Please be aware that the content in SAP SQL Anywhere Forum will be migrated to the SAP Community in June and this forum will be retired.

Requirement: Gather distinct primary key values from several tables t2 ... tn into one table t1.

Which is faster, this?

INSERT t1 ON EXISTING SKIP
SELECT [primary key columns]
  FROM t2
UNION ALL
SELECT [primary key columns]
  FROM t3
UNION ALL
SELECT [primary key columns]
  FROM t4
...
UNION ALL
SELECT [primary key columns]
  FROM tn;

...or this?

INSERT t1 
SELECT [primary key columns]
  FROM t2
UNION
SELECT [primary key columns]
  FROM t3
UNION
SELECT [primary key columns]
  FROM t4
...
UNION
SELECT [primary key columns]
  FROM tn;

...or, it probably doesn't matter?

asked 07 Nov '10, 16:20

Breck%20Carter's gravatar image

Breck Carter
32.5k5417261050
accept rate: 20%

edited 07 Nov '10, 21:28

Volker%20Barth's gravatar image

Volker Barth
40.2k361550822

1

Is there an underlying assumption that t1 does not contain any PK values from t2..tn beforehand? Otherwise, the second statement is doomed to fail, and that would matter...

(07 Nov '10, 21:03) Volker Barth

Note that in order to use the ON EXISTING SKIP clause the table must have a primary key. So if the table does not have a PK then the first statement is doomed to fail. My answer (see below) assumes that T1 had the same PK columns as the T2, T3, ... Tn.

(07 Nov '10, 21:57) Mark Culp
Comment Text Removed

@Mark: To clarify: My comment was not dealing with the existence of a PK column in t1 (that a necessity, of course), but with the question whether the table t1 might already contain any rows with PK values that also exist in the other tables.

(08 Nov '10, 09:07) Volker Barth

@Everyone: Sorry for the implicit assumption: The schema and data are such that both methods actually work :)

(08 Nov '10, 11:04) Breck Carter
1

@Mark: "doomed to fail"... I need that on a coffee cup, I'm too fat to wear it on a tshirt :)

(08 Nov '10, 11:07) Breck Carter

@Breck: Hey, that was mine contribution, and I definetely owe it to Joe Jackson's "Beat Crazy" album:)

(08 Nov '10, 11:12) Volker Barth
More comments hidden
showing 4 of 6 show all flat view

I am going to say that "it depends" but my initial thought would be that the second form would be better.

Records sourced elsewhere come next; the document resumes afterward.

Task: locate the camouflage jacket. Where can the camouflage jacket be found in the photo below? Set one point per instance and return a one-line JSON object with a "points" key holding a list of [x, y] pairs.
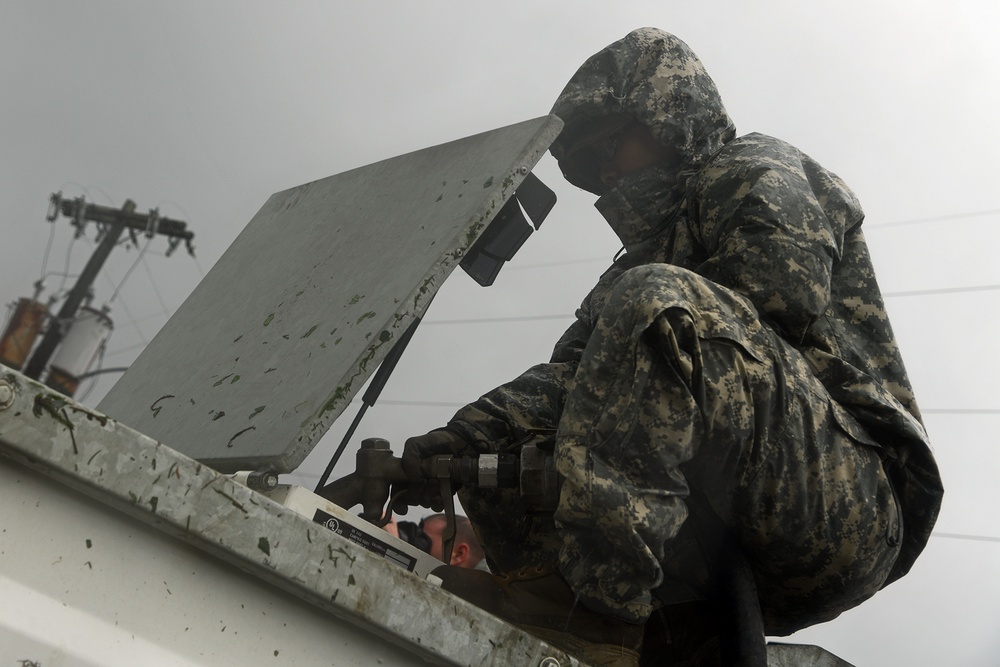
{"points": [[755, 215]]}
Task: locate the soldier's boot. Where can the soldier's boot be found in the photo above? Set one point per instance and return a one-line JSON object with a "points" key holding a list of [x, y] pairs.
{"points": [[539, 601]]}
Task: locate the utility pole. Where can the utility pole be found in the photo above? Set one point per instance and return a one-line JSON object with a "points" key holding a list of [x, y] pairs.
{"points": [[115, 223]]}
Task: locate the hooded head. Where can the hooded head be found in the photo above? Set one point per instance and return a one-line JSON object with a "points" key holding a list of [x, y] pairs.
{"points": [[654, 78]]}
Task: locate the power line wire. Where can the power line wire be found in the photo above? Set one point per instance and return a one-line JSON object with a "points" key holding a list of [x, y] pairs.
{"points": [[937, 218], [960, 536], [944, 290]]}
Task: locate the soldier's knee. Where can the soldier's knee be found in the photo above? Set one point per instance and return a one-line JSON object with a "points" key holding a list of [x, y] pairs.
{"points": [[643, 293]]}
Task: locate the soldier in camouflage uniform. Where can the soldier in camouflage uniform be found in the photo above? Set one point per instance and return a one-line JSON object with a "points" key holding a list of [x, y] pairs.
{"points": [[738, 352]]}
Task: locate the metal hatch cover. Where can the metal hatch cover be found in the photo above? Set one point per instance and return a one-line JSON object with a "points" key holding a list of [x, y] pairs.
{"points": [[272, 345]]}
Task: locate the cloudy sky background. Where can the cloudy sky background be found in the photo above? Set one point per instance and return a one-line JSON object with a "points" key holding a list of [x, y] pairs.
{"points": [[203, 109]]}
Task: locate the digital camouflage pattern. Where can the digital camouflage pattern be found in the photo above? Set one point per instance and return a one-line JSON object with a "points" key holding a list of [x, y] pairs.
{"points": [[740, 348]]}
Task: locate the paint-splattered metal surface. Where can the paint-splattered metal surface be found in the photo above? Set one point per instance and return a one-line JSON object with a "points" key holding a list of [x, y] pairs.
{"points": [[366, 600], [270, 348]]}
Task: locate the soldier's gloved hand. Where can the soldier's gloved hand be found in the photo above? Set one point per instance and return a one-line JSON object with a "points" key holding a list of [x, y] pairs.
{"points": [[421, 490]]}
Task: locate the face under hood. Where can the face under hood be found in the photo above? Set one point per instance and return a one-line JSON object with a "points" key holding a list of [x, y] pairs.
{"points": [[651, 76]]}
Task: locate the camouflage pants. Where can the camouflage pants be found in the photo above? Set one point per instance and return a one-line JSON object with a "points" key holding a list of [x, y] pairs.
{"points": [[681, 386]]}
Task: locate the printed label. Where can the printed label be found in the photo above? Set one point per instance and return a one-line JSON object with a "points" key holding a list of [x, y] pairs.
{"points": [[366, 540]]}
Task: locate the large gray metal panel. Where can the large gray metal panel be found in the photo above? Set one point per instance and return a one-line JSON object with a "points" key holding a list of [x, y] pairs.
{"points": [[270, 348]]}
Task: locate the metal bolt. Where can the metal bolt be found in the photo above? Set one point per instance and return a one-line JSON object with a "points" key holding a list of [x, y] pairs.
{"points": [[6, 395]]}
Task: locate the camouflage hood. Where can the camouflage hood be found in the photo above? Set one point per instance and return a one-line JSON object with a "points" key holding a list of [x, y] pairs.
{"points": [[653, 77]]}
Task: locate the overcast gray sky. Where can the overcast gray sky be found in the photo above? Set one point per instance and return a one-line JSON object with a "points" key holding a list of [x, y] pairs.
{"points": [[204, 109]]}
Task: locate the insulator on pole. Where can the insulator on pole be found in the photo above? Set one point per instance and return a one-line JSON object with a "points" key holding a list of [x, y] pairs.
{"points": [[21, 333]]}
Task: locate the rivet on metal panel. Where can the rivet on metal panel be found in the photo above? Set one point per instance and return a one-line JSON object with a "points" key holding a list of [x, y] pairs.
{"points": [[6, 395]]}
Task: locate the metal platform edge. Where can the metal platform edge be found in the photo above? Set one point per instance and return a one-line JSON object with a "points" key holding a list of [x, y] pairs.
{"points": [[132, 473]]}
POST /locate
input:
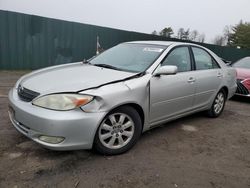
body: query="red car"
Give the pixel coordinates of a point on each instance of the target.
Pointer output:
(242, 67)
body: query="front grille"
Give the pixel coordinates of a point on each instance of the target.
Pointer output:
(26, 94)
(241, 89)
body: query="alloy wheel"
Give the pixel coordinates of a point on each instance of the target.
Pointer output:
(116, 130)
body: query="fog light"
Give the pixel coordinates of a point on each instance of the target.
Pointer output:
(51, 139)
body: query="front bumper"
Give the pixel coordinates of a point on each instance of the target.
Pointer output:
(78, 128)
(242, 90)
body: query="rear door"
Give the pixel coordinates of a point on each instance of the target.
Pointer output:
(208, 76)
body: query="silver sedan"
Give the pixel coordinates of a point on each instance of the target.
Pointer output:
(107, 102)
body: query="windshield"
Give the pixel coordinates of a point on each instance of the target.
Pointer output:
(129, 57)
(243, 63)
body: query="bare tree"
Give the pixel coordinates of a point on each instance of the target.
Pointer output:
(154, 32)
(193, 35)
(201, 38)
(219, 40)
(167, 32)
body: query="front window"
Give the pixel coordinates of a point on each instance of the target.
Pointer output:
(243, 63)
(129, 57)
(179, 57)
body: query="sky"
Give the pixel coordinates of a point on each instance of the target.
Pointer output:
(209, 17)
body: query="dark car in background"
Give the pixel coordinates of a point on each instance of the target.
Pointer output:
(242, 67)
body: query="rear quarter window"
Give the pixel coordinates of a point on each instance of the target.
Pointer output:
(203, 60)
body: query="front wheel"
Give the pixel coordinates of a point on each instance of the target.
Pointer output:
(119, 131)
(218, 104)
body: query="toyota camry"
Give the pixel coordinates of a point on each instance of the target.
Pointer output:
(107, 102)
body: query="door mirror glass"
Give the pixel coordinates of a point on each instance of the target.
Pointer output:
(166, 70)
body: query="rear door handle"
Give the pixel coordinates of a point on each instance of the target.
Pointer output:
(191, 80)
(219, 75)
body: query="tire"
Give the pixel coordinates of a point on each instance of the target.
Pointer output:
(218, 105)
(118, 132)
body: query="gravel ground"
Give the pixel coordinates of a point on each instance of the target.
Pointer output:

My reasoning is that the first form is going to force an index probe into T1 for every insert to check for existence, whereas the second form will first generate a list of unique values (by either doing a sort or more likely generating an - hopefully in-memory - hash of all values) and then doing the insert thus reducing the number of probes into the T1 primary key index.

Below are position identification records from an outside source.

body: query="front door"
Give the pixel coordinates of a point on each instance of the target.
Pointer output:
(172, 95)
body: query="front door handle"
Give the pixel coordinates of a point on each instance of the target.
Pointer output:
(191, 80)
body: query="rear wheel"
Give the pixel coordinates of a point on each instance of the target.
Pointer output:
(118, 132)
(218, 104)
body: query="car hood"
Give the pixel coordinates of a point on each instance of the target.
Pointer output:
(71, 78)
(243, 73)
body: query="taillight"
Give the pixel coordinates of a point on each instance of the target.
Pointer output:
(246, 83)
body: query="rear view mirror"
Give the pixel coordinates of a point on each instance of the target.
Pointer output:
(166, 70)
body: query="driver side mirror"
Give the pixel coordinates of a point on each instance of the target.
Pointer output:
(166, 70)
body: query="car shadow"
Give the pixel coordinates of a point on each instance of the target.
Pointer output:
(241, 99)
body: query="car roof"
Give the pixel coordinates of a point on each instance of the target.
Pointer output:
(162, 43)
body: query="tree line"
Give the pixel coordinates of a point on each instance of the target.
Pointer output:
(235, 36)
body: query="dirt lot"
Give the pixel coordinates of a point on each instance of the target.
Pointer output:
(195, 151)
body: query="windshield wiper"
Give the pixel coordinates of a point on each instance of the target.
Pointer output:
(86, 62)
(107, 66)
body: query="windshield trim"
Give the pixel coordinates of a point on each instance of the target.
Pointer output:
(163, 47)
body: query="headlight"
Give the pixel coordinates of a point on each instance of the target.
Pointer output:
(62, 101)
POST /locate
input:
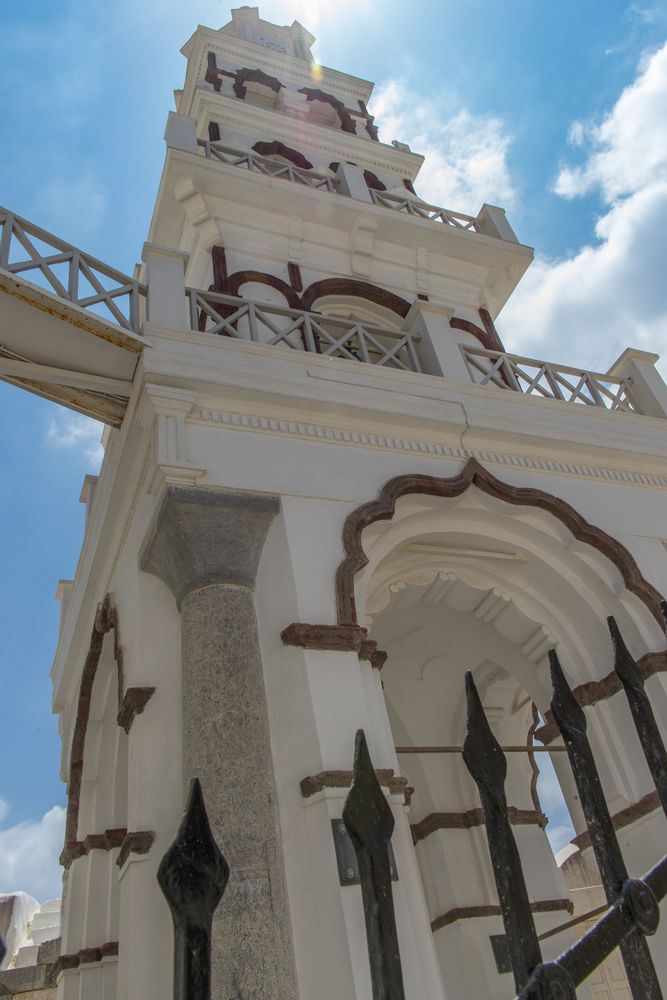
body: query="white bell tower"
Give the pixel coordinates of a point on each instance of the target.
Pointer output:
(327, 492)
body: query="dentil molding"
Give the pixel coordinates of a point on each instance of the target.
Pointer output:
(386, 442)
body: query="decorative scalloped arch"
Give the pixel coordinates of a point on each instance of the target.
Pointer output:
(358, 289)
(474, 474)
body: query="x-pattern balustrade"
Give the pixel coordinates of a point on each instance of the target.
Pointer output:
(421, 209)
(550, 381)
(63, 270)
(266, 165)
(328, 336)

To verify my intuition I ran the following tests:

Step 1: create tables

create table t1 ( i int primary key );
create table t2 ( i int primary key, s varchar(200) );
create table t3 ( i int primary key, s varchar(200) );
create table t4 ( i int primary key, s varchar(200) );
create table t5 ( i int primary key, s varchar(200) );
create table t6 ( i int primary key, s varchar(200) );
create table t7 ( i int primary key, s varchar(200) );
create table t8 ( i int primary key, s varchar(200) );

Step 2: populate the tables with unique values

insert
  into t2( i, s )
select row_num, 't2 ' || row_num
  from sa_rowgenerator( 20000, 29999 );
insert
  into t3( i, s )
select row_num, 't3 ' || row_num
  from sa_rowgenerator( 30000, 39999 );
insert
  into t4( i, s )
select row_num, 't4 ' || row_num
  from sa_rowgenerator( 40000, 49999 );
insert
  into t5( i, s )
select row_num, 't5 ' || row_num
  from sa_rowgenerator( 50000, 59999 );
insert
  into t6( i, s )
select row_num, 't6 ' || row_num
  from sa_rowgenerator( 60000, 69999 );
insert
  into t7( i, s )
select row_num, 't7 ' || row_num
  from sa_rowgenerator( 70000, 79999 );
insert
  into t8( i, s )
select row_num, 't8 ' || row_num
  from sa_rowgenerator( 80000, 89999 );
commit;

Step 3: run first form - insert ... on existing skip

drop table t1;
create table t1 ( i int primary key );
insert
  into t1( i )
    on existing skip
select t2.i from t2
union all
select t3.i from t3
union all
select t4.i from t4
union all
select t5.i from t5
union all
select t6.i from t6
union all
select t7.i from t7
union all
select t8.i from t8
;

Repeat step 3 five times in total, recording the time of the insert on each iteration

Step 4: run second form - insert ... union ...

drop table t1;
create table t1 ( i int primary key );
insert
  into t1( i )
select t2.i from t2
union
select t3.i from t3
union
select t4.i from t4
union
select t5.i from t5
union
select t6.i from t6
union
select t7.i from t7
union
select t8.i from t8
;

Repeat step 4 five times in total, recording the time of the insert on each iteration

Step 5: drop all tables

drop table t1;
drop table t2;
drop table t3;
drop table t4;
drop table t5;
drop table t6;
drop table t7;
drop table t8;

then repeat step 1, then populate the tables with non-unique values (as a new form of step 2)

insert
  into t2( i, s )
select row_num, 't2 ' || row_num
  from sa_rowgenerator( 1, 10000 );
insert
  into t3( i, s )
select row_num, 't3 ' || row_num
  from sa_rowgenerator( 1, 10000 );
insert
  into t4( i, s )
select row_num, 't4 ' || row_num
  from sa_rowgenerator( 1, 10000 );
insert
  into t5( i, s )
select row_num, 't5 ' || row_num
  from sa_rowgenerator( 1, 10000 );
insert
  into t6( i, s )
select row_num, 't6 ' || row_num
  from sa_rowgenerator( 1, 10000 );
insert
  into t7( i, s )
select row_num, 't7 ' || row_num
  from sa_rowgenerator( 1, 10000 );
insert
  into t8( i, s )
select row_num, 't8 ' || row_num
  from sa_rowgenerator( 1, 10000 );
commit;

then repeat steps 3 and 4 to get new timings.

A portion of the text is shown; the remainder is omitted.